Clinton s’est explicitement référé à l’article 5 du traité de coopération
mutuelle et de sécurité entre les Etats-Unis et le Japon et ratifié en 1960
qui stipule que « chaque partie reconnaît qu’une agression armée contre
l’une ou l’autre partie dans les territoires sous administration japonaise
serait considérée comme une menace à sa propre paix et sécurité et qu’elle
s’engagerait à faire face au danger commun. »
Elle a jouté que la position des Etats-Unis était que « le cas de
Senkakus tombait dans le champ d’application de l’article 5» du
traité. « Ceci fait partie, » a-t-elle poursuivi, « du plus grand engagement
entrepris par les Etats-Unis pour la sécurité du Japon… nous traitons
sérieusement nos engagements pour protéger les Japonais. »

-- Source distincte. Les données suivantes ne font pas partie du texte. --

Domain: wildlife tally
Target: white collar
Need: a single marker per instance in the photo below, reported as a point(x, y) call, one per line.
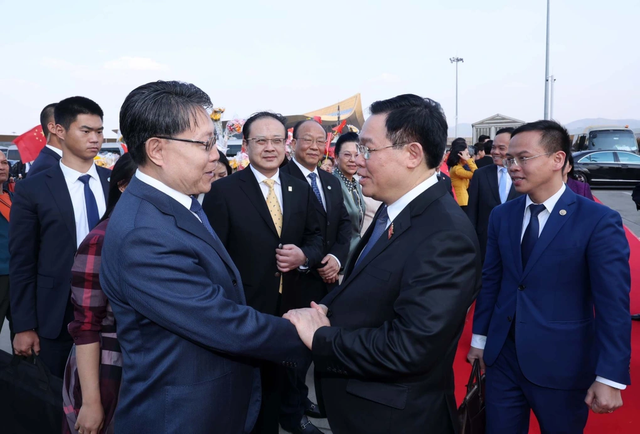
point(181, 198)
point(396, 207)
point(260, 177)
point(549, 203)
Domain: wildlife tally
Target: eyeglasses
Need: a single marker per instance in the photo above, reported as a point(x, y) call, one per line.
point(366, 152)
point(521, 161)
point(208, 145)
point(262, 141)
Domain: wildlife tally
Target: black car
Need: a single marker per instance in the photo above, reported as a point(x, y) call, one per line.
point(607, 167)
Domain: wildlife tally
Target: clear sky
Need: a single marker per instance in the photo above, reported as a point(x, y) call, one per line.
point(294, 57)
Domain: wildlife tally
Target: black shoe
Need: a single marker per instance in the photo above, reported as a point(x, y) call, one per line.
point(314, 411)
point(305, 427)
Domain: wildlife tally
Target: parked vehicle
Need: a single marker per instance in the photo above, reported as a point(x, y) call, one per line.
point(607, 167)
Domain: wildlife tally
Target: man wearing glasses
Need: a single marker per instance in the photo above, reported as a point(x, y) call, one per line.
point(385, 361)
point(552, 320)
point(267, 220)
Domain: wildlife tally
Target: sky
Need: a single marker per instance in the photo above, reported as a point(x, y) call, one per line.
point(294, 57)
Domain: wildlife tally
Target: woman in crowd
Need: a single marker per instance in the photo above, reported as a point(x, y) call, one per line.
point(346, 152)
point(461, 168)
point(94, 368)
point(578, 187)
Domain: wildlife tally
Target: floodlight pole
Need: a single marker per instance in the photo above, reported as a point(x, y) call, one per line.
point(456, 60)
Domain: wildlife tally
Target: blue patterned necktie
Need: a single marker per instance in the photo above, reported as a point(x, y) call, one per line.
point(502, 188)
point(93, 217)
point(531, 234)
point(381, 225)
point(197, 209)
point(314, 187)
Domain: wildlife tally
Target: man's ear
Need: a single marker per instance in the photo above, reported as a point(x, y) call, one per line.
point(154, 147)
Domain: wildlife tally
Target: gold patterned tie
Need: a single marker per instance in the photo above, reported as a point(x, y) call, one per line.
point(276, 212)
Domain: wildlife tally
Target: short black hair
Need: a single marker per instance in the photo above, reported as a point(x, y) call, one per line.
point(345, 138)
point(46, 115)
point(554, 137)
point(160, 108)
point(297, 126)
point(66, 111)
point(411, 118)
point(246, 128)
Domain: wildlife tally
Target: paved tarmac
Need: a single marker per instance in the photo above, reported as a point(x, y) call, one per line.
point(620, 200)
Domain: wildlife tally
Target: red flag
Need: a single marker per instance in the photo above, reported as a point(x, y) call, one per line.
point(30, 144)
point(340, 127)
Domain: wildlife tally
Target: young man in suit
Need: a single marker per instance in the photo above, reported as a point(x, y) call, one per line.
point(52, 152)
point(50, 216)
point(552, 320)
point(490, 187)
point(188, 339)
point(309, 139)
point(385, 363)
point(267, 220)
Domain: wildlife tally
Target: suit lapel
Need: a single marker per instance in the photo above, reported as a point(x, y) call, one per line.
point(249, 185)
point(555, 222)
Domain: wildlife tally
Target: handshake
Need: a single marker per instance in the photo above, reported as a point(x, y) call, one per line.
point(308, 320)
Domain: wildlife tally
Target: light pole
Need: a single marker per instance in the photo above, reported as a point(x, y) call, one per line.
point(456, 60)
point(546, 70)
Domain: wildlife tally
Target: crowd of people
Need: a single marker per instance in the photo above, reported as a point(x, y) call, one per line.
point(173, 294)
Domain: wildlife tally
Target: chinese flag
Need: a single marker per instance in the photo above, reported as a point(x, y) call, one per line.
point(30, 144)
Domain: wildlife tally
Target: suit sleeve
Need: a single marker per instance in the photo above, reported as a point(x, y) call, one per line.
point(163, 280)
point(491, 280)
point(608, 260)
point(437, 286)
point(24, 247)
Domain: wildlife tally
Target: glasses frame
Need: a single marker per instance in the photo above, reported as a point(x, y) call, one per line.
point(208, 146)
point(508, 162)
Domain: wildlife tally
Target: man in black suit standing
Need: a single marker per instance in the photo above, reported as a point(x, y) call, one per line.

Ceci est la menace pure et simple d’une action militaire américaine
contre la Chine.
Par deux fois au siècle dernier, les insolubles contradictions mondiales
du capitalisme international – entre la production socialisée et la
propriété privée des moyens de production et entre l’économie mondiale et le
système d’Etat-nation – poussent une fois de plus l’humanité vers l’abîme
d’une guerre mondiale, cette fois avec la perspective d’une annihilation
nucléaire.
Aujourd’hui, pas moins que dans les années 1930, quand Léon Trotsky
écrivait, les alternatives auxquelles l’humanité est confrontée sont le
socialisme ou la barbarie.
(Article original paru le 5 novembre 2010)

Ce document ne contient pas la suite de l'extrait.